A variety of techniques to perform ADC are well known in the art. Two common techniques include the successive approximation (SA) ADC and the flash ADC. An SA ADC circuit generally produces a digital representation by processing an input analog signal through successive stages, each stage comprising a comparator configured to get a successively more accurate digital representation of the input analog signal. In a typical flash ADC circuit, an input analog signal value is compared with various reference levels, all at once, using multiple comparators. All other things being equal, because a flash ADC circuit has a single stage of comparators instead of multiple stages of comparators as in an SA ADC circuit, a flash ADC circuit may typically produce a digital representation of an analog input signal with lower latency than an SA ADC circuit. Therefore, the flash ADC technique is generally considered more suitable for a high speed application.
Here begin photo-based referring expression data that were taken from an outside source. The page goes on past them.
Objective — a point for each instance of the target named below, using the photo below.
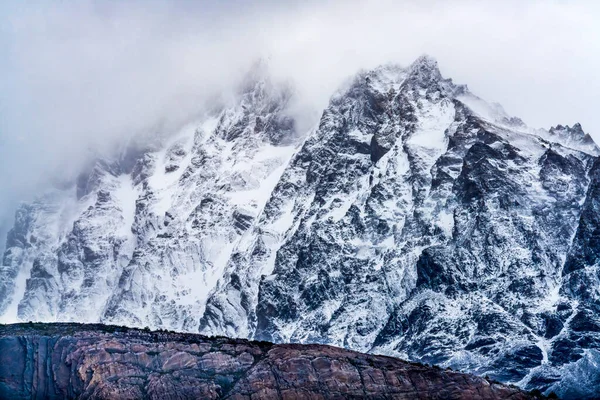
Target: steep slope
(61, 361)
(421, 222)
(415, 220)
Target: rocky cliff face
(415, 220)
(66, 361)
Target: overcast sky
(77, 76)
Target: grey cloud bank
(81, 78)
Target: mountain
(416, 220)
(65, 361)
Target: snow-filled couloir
(416, 220)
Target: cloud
(81, 77)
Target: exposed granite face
(57, 361)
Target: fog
(79, 78)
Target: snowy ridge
(416, 220)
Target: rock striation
(67, 361)
(414, 220)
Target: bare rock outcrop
(62, 361)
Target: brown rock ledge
(58, 361)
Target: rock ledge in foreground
(57, 361)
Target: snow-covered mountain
(415, 220)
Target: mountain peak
(425, 69)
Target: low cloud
(79, 78)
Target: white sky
(76, 77)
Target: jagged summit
(416, 220)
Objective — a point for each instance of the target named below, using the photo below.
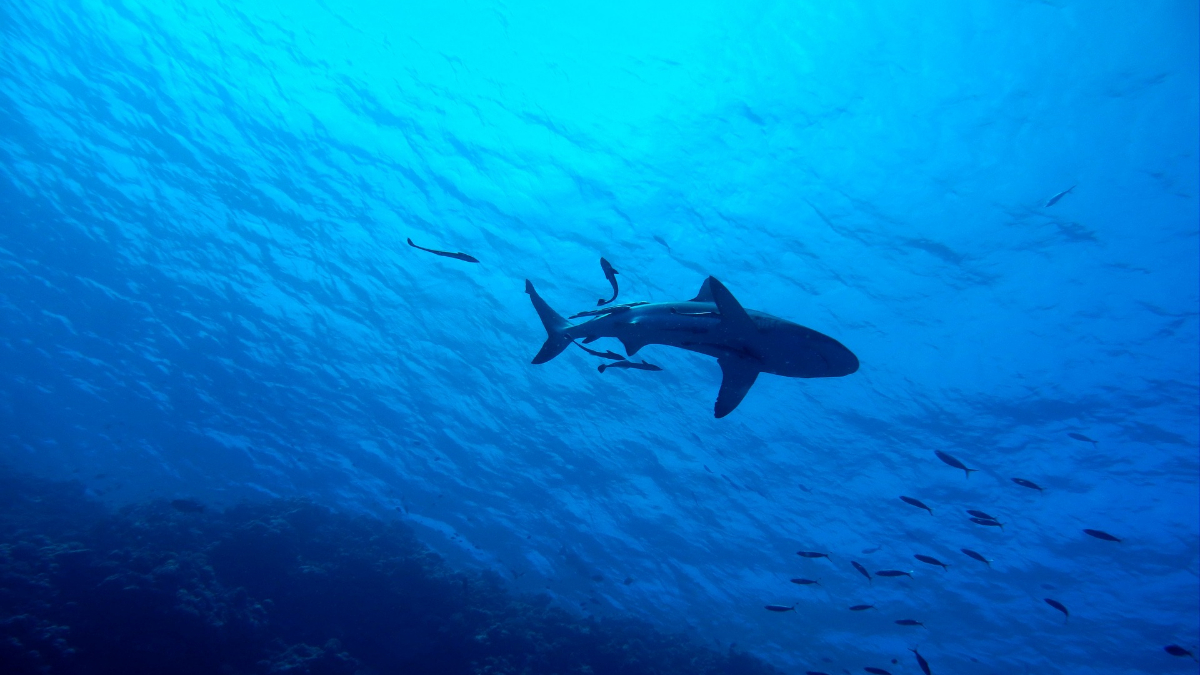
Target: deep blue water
(207, 293)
With the increasing demand for high data rates and constellation densities, especially in signals transmitted in the Giga Hertz (GHz) range, the demand for fast, accurate high speed ADC is ever increasing. When using a flash ADC circuit, this in turn may require certain aspects of the flash ADC circuit, such as suppressing errors in a digital representation of analog signals (sometimes called “bubble errors”), to be implemented using an accurate, high speed circuit.
In certain aspects of the disclosure, a better error filtering circuit is needed to meet the increased speed and accuracy requirements.